Arthur T Knackerbracket has found the following story [cnet.com]:

Udacity President Sebastian Thrun speaking at Vanity Fair's New Establishment Summit.

Prepare for your car to become an intellectual giant -- and for you to like it.

In a highly optimistic forecast at the Vanity Fair New Establishment Summit [vanityfair.com] in San Francisco, computer scientist Sebastian Thrun said artificial intelligence [soylentnews.org] will radically reshape our lives for the better.

"In the last 200 or 300 years, we have made ourselves into superhumans," able to plow a field a thousand times faster than our ancestors, fly across the Atlantic Ocean and talk to a person in Australia, he said. Artificial intelligence will take us to the next step: "Rather than replacing our muscles, we're going to be making our brains stronger."

That'll start with artificially intelligent cars, said Thrun, who rose to Silicon Valley fame in his former job leading Google [soylentnews.org]'s self-driving car [soylentnews.org] project.

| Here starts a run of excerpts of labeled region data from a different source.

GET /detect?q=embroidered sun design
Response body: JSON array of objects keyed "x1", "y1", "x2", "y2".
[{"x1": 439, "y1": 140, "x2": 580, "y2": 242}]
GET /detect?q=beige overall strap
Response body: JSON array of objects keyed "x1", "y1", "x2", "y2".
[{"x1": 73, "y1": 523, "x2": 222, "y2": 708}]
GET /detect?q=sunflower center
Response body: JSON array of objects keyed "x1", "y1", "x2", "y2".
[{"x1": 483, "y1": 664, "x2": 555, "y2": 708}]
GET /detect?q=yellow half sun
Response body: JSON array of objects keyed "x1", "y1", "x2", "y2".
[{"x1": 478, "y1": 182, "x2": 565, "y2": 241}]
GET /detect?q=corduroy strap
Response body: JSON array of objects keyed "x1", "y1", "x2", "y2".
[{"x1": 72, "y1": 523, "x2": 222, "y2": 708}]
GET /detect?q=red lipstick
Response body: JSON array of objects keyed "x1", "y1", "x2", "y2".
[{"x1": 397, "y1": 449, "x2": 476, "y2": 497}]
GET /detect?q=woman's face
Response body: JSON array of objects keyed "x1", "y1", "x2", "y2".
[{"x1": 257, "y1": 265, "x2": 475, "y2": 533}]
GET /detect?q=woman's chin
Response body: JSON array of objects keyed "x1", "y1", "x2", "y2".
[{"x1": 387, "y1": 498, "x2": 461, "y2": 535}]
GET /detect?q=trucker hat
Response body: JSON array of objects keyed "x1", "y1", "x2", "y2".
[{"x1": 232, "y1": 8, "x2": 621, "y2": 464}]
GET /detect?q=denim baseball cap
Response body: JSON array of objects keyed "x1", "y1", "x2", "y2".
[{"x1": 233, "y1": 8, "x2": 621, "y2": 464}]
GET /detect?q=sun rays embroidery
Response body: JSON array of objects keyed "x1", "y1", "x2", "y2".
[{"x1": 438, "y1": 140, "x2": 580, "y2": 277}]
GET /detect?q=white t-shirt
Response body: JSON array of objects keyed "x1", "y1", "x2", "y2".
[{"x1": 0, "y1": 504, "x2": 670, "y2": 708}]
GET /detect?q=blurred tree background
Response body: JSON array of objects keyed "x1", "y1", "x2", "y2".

"All the unborn cars get born with the full wisdom of their forefathers. AI cars will outpace all of us because they can learn faster," said Thrun, still a Stanford professor [stanford.edu] and now president of online learning site Udacity [udacity.com].

Artificial intelligence is spreading like wildfire across the technology industry, screening out junk email, labeling our photos, translating foreign languages and helping us type faster. But not everybody is so sanguine about the possibility of AI machines taking over high-skilled jobs [cnet.com].

One worrywart is President Barack Obama, who fretted this month that AI could push people out of work [cnet.com] -- but not create replacement jobs, unlike earlier technology revolutions.

Obama's pessimism tinges his generally sunny outlook about AI. But Thrun's optimism is unalloyed.

"Seventy-five percent of us in offices do mindless work. The good news that 75 percent of us will be freed from that mindless work," Thrun said. "In the history of humanity, every time a shift like this happened, we became better human beings. The experiences and culture we built so were much more valuable because we all stopped working on farms."